Inhibition of cyclobutane pyrimidine dimer formation in epidermal p53 gene of UV‐irradiated mice by α‐tocopherol

Abstract

Mutations or alterations in the p53 gene have been observed in 50–100% of ultraviolet light (UV)‐induced squamous cell carcinoma in humans and animals. Most of the mutations occurred at dipyrimidine sequences, suggesting that pyrimidine dimers in the p53 gene play a role in the pathogenesis of cutaneous squamous cell carcinoma. We previously showed that topical α‐tocopherol prevents UV‐induced skin carcinogenesis in the mouse. In the present study we asked whether topical α‐tocopherol reduces the level of UV‐induced cyclobutane pyrimidine dimers in the murine epidermal p53 gene. Mice received six dorsal applications of 25 mg each of α‐tocopherol, on alternate days, before exposure to 500 J/m² of UV‐B irradiation. Mice were killed at selected times after irradiation.
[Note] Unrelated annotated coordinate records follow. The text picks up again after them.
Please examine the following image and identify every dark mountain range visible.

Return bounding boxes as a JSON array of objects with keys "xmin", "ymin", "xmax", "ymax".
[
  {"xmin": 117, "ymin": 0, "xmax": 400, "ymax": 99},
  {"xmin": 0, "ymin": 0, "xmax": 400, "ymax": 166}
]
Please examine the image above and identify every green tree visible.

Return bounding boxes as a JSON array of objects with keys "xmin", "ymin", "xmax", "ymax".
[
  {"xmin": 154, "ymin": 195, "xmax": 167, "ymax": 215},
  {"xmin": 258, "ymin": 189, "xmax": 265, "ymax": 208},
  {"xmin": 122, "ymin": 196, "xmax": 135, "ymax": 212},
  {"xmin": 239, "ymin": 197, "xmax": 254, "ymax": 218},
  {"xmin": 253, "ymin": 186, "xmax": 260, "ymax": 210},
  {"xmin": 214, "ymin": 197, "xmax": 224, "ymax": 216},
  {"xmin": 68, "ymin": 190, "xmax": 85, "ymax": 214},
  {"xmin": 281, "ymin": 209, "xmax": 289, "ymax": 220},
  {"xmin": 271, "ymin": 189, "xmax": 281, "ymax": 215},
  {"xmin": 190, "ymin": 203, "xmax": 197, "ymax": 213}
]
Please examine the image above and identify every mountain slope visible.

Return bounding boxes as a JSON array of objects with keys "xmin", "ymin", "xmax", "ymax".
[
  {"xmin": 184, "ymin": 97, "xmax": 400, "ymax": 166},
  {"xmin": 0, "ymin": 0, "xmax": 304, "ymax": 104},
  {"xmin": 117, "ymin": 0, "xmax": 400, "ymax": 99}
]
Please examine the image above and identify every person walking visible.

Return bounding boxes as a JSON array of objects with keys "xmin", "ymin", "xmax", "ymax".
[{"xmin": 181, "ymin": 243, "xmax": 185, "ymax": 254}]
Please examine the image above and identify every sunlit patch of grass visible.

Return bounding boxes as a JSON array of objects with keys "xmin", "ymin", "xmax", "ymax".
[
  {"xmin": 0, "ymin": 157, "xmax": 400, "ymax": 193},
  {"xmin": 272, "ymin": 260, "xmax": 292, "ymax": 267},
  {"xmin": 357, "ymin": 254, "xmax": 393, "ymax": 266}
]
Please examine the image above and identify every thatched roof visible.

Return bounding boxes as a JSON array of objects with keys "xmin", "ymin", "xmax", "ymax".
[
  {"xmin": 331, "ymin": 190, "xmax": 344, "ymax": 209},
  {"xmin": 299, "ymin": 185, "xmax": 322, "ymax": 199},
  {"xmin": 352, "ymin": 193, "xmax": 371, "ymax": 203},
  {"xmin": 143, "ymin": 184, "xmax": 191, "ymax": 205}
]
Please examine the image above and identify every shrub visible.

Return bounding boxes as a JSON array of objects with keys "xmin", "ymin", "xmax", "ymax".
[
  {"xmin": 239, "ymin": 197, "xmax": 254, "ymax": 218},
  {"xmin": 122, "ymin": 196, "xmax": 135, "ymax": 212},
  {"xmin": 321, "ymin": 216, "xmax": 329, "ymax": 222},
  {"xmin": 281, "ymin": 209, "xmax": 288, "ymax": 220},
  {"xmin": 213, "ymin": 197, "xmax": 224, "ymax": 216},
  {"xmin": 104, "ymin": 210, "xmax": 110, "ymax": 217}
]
The level of dimers in the epidermal p53 gene was measured using the T4 endonu‐clease V assay with quantitative Southern hybridization. Topical α‐tocopherol caused a 55% reduction in the formation of cyclobutane pyrimidine dimers in the epidermal p53 gene. The rate of reduction of pyrimidine dimers between 1 and 10 hours after irradiation was similar in UV‐irradiated mice, regardless of α‐tocopherol treatment. Therefore, the lower level of cyclobutane pyrimidine dimers in UV‐irradiated mice treated with α‐tocopherol than in control UV‐irradiated mice resulted from the prevention of formation of the dimers, and not from enhanced repair of these lesions. Our results indicate that α‐tocopherol acts as an effective sunscreen in vivo, preventing the formation of premutagenic DNA lesions in a gene known to be important in skin carcinogenesis.